You can also send data from the example microservice application to Grafana Cloud products.

Prerequisites

The following demonstration environment requires:

Overview

The demos from this series were based on the application and code in this repository, which includes:

  • Docker Compose manifest for easy setup.
  • Four-service application:
    • A service requesting data from a REST API server.
    • A REST API server that receives requests and utilises a Database for storing/retrieving data for those requests.
    • A recorder service for storing messages to an AMQP bus.
    • A Postgres Database for storing/retrieving data from.
  • k6 service running a load test against the above application.
  • Tempo service for storing and querying trace information.
  • Loki service for storing and querying log information.
  • Mimir service for storing and querying metric information.
  • Pyroscope service for storing and querying profiling information.
  • Beyla services for watching the four-service application and automatically generating signals.
  • Grafana service for visualising observability data.
  • Grafana Agent service for receiving traces and producing metrics and logs based on these traces.
  • A Node Exporter service to retrieve resource metrics from the local host.
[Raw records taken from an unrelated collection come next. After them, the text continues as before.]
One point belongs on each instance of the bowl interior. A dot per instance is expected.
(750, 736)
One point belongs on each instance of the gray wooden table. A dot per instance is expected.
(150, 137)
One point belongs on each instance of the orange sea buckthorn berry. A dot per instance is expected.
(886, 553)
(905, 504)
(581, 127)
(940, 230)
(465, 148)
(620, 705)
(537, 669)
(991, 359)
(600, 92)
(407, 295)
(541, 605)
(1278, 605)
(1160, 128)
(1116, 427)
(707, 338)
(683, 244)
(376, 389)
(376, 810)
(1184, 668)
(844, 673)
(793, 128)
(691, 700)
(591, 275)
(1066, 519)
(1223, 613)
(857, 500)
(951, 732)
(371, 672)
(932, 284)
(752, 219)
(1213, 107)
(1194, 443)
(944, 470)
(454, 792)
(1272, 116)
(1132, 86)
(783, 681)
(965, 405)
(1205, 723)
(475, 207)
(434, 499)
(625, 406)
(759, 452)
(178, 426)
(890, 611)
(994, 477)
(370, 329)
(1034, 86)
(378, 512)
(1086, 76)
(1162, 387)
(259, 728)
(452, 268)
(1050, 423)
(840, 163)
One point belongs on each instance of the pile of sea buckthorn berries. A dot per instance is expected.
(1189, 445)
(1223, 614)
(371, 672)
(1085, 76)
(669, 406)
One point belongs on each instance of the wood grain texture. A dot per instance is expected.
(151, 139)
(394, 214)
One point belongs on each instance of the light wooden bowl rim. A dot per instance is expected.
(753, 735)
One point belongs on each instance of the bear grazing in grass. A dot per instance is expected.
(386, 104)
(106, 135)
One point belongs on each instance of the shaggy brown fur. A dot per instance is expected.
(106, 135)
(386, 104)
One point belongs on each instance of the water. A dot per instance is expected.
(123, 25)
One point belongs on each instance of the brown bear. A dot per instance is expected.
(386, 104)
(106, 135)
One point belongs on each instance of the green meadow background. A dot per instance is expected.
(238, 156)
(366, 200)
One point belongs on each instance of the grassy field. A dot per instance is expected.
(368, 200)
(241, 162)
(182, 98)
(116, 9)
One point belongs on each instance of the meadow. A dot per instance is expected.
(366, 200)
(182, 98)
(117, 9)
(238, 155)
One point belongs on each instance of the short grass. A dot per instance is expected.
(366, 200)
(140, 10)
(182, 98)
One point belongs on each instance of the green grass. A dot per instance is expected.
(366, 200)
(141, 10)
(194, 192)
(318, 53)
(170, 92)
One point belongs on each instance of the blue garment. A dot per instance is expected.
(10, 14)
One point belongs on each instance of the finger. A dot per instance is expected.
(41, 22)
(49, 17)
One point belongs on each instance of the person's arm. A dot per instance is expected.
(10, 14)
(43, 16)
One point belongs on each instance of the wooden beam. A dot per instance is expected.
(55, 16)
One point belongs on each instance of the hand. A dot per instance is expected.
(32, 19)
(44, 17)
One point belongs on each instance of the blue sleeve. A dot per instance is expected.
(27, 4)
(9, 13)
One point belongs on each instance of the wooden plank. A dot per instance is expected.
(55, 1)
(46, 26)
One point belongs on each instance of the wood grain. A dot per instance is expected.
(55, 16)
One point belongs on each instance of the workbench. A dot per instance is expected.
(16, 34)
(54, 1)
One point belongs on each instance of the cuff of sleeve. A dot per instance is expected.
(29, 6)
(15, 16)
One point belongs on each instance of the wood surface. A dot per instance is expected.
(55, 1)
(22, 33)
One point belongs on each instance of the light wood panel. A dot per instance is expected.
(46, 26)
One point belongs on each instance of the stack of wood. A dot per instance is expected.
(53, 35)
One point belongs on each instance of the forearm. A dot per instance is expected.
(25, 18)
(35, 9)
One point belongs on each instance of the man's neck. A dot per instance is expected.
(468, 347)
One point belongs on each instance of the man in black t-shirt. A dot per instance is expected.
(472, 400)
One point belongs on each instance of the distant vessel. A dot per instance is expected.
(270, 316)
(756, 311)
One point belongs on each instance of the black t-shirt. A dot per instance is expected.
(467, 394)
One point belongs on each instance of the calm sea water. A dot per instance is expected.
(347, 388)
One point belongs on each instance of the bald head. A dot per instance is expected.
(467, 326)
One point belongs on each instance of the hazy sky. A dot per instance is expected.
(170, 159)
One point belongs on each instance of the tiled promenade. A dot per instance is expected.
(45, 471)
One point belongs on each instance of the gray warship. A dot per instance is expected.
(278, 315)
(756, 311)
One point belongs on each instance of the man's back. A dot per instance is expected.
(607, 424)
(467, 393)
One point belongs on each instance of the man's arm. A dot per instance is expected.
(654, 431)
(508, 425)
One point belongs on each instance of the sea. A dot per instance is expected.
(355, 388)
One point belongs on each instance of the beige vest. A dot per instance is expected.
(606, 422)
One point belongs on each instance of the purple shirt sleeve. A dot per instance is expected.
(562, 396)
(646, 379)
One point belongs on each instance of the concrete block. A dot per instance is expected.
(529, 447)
Running the Demonstration Environment

Docker Compose will download the required Docker images, before starting the demonstration environment.

In the following examples, the in-built compose command is used with a latest version of Docker (for example, docker compose up). If using an older version of Docker with a separate Docker Compose binary, ensure that docker compose is replaced with docker-compose.

Data will be emitted from the microservice application and be stored in Loki, Tempo, and Prometheus. You can login to the Grafana service to visualize this data.

To execute the environment and login:

  1. Start a new command-line interface in your Operating System and run:

    docker compose up
  2. Login to the local Grafana service at http://localhost:3000/.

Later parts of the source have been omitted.